Justly returns our attention to Adams—though liberal readers will prefer Mark Puls’s 2006 biography, which emphasizes his...

Neocon view of the least-known Founding Father, arguing that his religious beliefs fueled his revolutionary ardor and, in today’s more secular America, have denied him his due from historians.

By the time this tendentious biography ends, it’s evident—to the author, at least—that Samuel Adams (1722–1803) would gleefully have supported firearms in every living room, prayer in the public schools and the invasion of Iraq. New York Sun managing editor Stoll does not display his conservative cards plainly until the end, but it’s patent that this is no disinterested analysis. However, it does provide the basic information. Adams’s father sold beer malt and was also christened Samuel (hence the name of today’s popular brand of brew). Before hostilities erupted, Adams the younger was a fiery journalist writing under a variety of pen names who made invaluable contributions to the revolution.
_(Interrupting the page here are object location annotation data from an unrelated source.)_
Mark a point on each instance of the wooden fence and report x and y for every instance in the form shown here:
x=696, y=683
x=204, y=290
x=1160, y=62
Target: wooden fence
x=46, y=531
Indeed, he was there on its opening day: Hiding from the British in Lexington, Adams and John Hancock quite literally heard, but did not see, the shot heard ’round the world. Before and after independence, Adams devoted much of his life to public service, as a representative to both Continental Congresses, a state legislator, lieutenant governor and governor of Massachusetts, whose constitution he helped frame. He never held national office. Stoll quotes frequently from Adams’s journalism and correspondence, making certain that readers are aware of nearly everything he ever wrote that alluded to the Bible—he liked to compare America’s revolutionaries with the biblical Israelites—or revealed his belief that religion should be at the heart of American life. Adams’s last known letter was to Thomas Paine, chiding him for his work on the skeptical The Age of Reason.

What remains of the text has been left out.